Handmade Dataset

Forthcoming chapter about Handmade Datasets in Decentering Ethics: AI Art as Method to be published by the end of 2025 by Open Humanities Press.

Excerpt Below:

There is pressure to collect more and more quickly when working with Machine Learning. Training a Generative Adversarial Network (GAN), a type of machine learning model that generates output (i.e. images/text) by emulating its training data, can require thousands of images, while training a Diffusion model, a newer type of generative ML model, requires billions of images. Many Machine Learning models are trained on data that is scraped from the internet and processed by click-workers. Data is often scraped without the consent or knowledge of those that produce it. For example, IBM's Diversity in Faces dataset, a dataset of face images and related annotations, sourced its images from Flickr, a photo-sharing website popular in the mid 2010's without the explicit permission or notification of photographers or their subjects (Harvey and LaPlace, "IBM Diversity in Faces," n.d.). IMB is currently facing a class action lawsuit alleging violation of the Illinois Biometric Information Privacy Act (Rizzi, "Class Action Accuses IBM," 2023).

The click-workers that are typically employed to annotate/process scraped data through crowd-sourcing platforms like Amazon Mechanical Turk, Figure Eight, or in some cases, job-training initiatives like M2Work (a collaboration between Nokia and The World Bank) are often subject to difficult working conditions. Adrienne Williams, Milagros Miceli and Timnit Gebru write in their 2022 article The Exploited Labor Behind Artificial Intelligence, "Data labeling interfaces have evolved to treat crowdworkers like machines, often prescribing them highly repetitive tasks, surveilling their movements and punishing deviation through automated tools. (Williams, Miceli, and Gebru, "The Exploited Labor Behind Artificial Intelligence," 2022)" And as artist Mimi Onuoha points out in her work The Future is Here!, a video piece revealing the domestic spaces where this type of micro-work or gig-work is actually carried out, despite the 'future-facing' rhetoric around Machine Learning, click-work "rests on a history of labor that is pretty predictable and is actually in line with a lot of historic ways in which we’ve seen labor used. (Onuoha, "The Future is Here! An interview with Mimi Onuoha," 2022)" In his 2021 article, Refugees help power machine learning advances at Microsoft, Facebook, and Amazon, researcher Phil Jones describes M2Work, writing "dedicated to 'job creation' in the Global South, the World Bank undoubtedly sees Palestine’s 30% unemployment rate as an unmissable opportunity — an untapped source of cheap labor, readily brought into the sphere of global capital by the great telecom networks on which our brave “new economy” rests (Jones, "Refugees, Machine Learning, and Big Tech," 2021)."

I believe that handmade datasets can push back on pressures to scale and outsource labor through the inherent slowness involved in their making.
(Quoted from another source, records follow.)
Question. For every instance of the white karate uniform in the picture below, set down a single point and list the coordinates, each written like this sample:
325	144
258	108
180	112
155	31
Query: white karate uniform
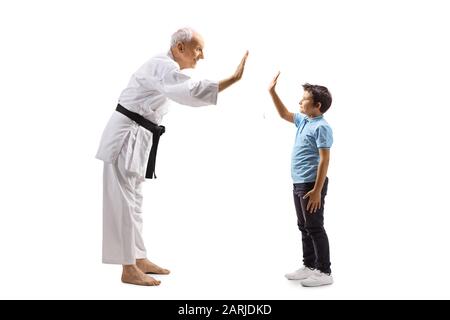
125	147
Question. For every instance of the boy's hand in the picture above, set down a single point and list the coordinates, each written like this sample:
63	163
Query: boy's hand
274	82
240	69
314	200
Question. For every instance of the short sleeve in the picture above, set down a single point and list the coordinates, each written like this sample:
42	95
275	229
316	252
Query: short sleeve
324	137
298	118
183	89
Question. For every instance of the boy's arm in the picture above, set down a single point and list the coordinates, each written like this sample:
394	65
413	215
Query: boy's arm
282	111
315	194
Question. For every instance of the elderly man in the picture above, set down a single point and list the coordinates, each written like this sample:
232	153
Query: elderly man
129	144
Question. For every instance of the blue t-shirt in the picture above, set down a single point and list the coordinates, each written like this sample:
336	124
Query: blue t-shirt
312	135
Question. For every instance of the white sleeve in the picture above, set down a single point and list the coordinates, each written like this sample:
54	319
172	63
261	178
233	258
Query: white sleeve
181	88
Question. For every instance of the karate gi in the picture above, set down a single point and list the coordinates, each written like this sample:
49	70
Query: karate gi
125	147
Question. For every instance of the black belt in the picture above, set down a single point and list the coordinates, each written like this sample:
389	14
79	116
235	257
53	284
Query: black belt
156	130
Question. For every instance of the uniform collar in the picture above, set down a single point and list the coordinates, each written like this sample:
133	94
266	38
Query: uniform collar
314	119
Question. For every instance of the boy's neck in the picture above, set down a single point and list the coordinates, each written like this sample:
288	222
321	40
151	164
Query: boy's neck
315	115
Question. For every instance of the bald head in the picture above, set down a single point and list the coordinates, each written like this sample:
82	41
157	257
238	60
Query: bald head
187	47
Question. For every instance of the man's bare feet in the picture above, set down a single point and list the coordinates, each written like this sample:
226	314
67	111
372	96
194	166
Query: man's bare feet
147	267
133	275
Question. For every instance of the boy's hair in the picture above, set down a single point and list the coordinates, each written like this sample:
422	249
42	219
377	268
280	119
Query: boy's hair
320	94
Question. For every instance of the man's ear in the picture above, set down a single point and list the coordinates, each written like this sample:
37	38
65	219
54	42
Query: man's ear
180	47
318	105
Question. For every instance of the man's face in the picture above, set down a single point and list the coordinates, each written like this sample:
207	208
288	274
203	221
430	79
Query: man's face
191	52
307	105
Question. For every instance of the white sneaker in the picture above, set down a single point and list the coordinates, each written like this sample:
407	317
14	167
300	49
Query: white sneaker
317	279
300	274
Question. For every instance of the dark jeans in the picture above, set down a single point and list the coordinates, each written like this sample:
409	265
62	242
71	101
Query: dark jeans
316	251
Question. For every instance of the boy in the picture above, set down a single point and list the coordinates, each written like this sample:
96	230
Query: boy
310	158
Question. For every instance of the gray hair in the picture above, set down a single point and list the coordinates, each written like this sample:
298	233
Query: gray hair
183	35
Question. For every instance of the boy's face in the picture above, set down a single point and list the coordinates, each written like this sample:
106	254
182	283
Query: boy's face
307	105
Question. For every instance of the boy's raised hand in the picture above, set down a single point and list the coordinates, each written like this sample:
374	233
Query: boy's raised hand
274	82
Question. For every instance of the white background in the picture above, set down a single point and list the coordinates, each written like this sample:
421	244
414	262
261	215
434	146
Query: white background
221	215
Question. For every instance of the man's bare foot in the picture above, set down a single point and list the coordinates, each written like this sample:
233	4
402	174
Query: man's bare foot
133	275
147	266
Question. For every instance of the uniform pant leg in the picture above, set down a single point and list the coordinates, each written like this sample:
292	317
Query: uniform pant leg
122	215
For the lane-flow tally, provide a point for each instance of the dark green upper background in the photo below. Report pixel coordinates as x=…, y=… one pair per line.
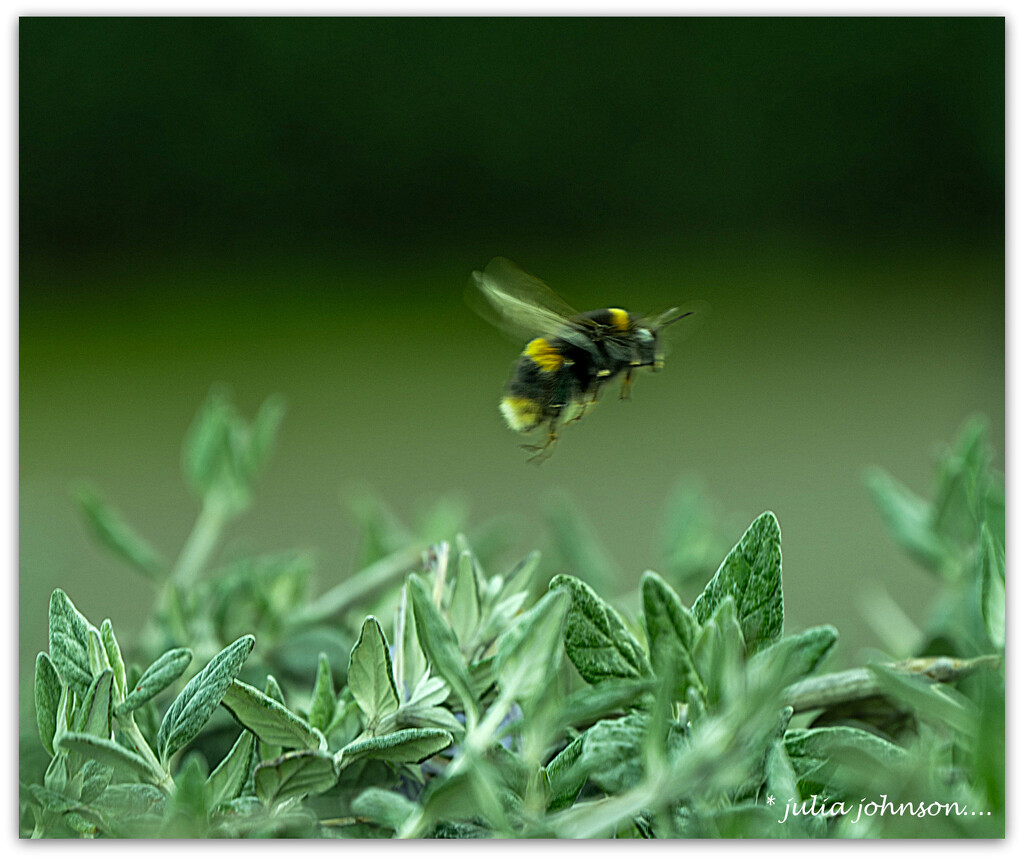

Their relatively small size allows collectors and creators to fully review each datapoint, spending meaningful time learning about the content of their dataset. The slowness of the process allows one to properly set intention, consider issues of consent and ownership as well as plan around stewardship of the dataset as an archive. 

While building a dataset and training a model from scratch is certainly not feasible or desirable in all cases, I've personally found going through this tedious process enlightening and critical to both the artwork I create and my own understanding of the data I am working with.